La publication d’un livre par un auteur féminin, à une époque où la littérature féminine était à peu près inconnue, n’était pas un événement ordinaire. Aussi lorsque Laure Conan[1] publia, en 1879, Un amour vrai, le premier roman écrit au pays par une main féminine, causa-t-elle une surprise. Quel était, se demandait-on à Québec, cet écrivain qui faisait ainsi une intrusion aussi osée dans le domaine des lettres, jusque là réservé aux annalistes de nos communautés religieuses et aux hommes cultivés ? On apprit bientôt que c’était une jeune fille modeste et pieuse, vivant au village de La Malbaie, et l’on s’aperçut qu’elle était douée d’un beau talent et était destinée à se créer une réputation enviable dans le monde des lettres. On commença à l’admirer, à la louanger, et à l’excuser de s’adonner à l’art littéraire. L’histoire qu’elle nous raconte dans Un amour vrai est des plus captivantes ; c’est l’histoire d’un jeune protestant qui se convertit à la mort de celle qui avait en vain aspiré à sa conversion pour l’épouser, et qui dans la suite se consacre même à la vie monastique.

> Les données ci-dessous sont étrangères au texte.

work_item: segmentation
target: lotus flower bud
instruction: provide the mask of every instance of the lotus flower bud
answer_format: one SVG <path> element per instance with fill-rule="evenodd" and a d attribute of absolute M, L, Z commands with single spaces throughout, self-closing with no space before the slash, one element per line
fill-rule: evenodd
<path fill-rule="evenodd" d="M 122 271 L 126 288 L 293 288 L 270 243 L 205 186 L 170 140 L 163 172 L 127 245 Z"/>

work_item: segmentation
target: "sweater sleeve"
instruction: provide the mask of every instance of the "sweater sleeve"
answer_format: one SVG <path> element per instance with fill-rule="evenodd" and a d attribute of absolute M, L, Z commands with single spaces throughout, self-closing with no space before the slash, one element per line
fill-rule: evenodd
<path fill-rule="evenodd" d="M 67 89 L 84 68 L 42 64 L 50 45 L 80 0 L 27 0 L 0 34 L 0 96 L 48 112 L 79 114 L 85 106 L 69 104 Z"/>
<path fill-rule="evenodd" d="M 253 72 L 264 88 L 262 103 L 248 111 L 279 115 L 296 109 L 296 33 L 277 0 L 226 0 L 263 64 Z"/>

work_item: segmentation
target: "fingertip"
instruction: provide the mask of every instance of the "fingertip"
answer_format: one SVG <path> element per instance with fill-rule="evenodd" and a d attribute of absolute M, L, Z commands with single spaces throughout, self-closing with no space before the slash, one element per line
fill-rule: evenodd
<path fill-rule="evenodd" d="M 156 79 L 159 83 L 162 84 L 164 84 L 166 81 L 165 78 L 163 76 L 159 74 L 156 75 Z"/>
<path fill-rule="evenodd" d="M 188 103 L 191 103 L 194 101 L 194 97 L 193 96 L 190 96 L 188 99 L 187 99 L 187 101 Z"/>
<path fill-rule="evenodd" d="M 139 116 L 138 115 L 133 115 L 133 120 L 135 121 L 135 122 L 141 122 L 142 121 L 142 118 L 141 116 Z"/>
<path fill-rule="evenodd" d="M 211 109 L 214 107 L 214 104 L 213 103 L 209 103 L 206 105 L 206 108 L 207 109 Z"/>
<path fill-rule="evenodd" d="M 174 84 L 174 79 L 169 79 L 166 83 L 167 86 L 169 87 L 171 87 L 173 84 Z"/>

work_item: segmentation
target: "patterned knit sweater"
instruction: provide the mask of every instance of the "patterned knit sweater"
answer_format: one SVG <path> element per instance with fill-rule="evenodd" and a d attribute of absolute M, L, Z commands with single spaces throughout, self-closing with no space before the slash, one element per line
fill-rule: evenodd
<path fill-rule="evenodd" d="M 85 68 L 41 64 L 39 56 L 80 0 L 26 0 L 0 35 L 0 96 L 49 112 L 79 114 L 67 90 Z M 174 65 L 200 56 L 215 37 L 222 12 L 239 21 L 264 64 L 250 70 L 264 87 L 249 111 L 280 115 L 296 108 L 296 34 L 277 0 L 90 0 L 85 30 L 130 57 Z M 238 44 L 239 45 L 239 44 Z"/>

« Dans ce roman, nous dit Mademoiselle Marie-Claire Daveluy[2], Laure Conan touche d’une main délicate et apitoyée à ces conflits du cœur, si fréquents au Canada, entre jeunes catholiques et jeunes protestants. L’intuitive romancière avait deviné tout ce que cache d’intérêt passionnant et de douloureuse beauté, l’analyse de ces duels d’âmes religieuses. Elle avait tenté depuis longtemps ce que l’abbé Groulx, dans un article de l’Action française, 1917, conseille à nos romanciers futurs : “Qui nous peindra, dit-il, avec ces incidents dramatiques, le dualisme religieux et presque toujours national, introduit dans nos foyers par le mariage mixte ? ” »

Ce roman a été réédité, en 1897, par la maison Leprohon, sous le titre : Larmes d’amour.

En 1884, Laure Conan publiait son deuxième roman : Angéline de Montbrun. Ce roman, de genre épistolaire, le plus difficile selon Balzac, eut un des plus beaux succès, à tel point que sa cinquième édition vient de paraître. En voici l’analyse, telle que faite par M. Charles Ab-der-Halden, auteur parisien, dans ses Nouvelles Études de littérature canadienne-française :

« Cent dix-sept pages de lettres, cinq de narration, cent cinquante-trois de journal intime. Tel est l’aspect extérieur du roman. Quatre personnages principaux, mais surtout une âme : Angélique.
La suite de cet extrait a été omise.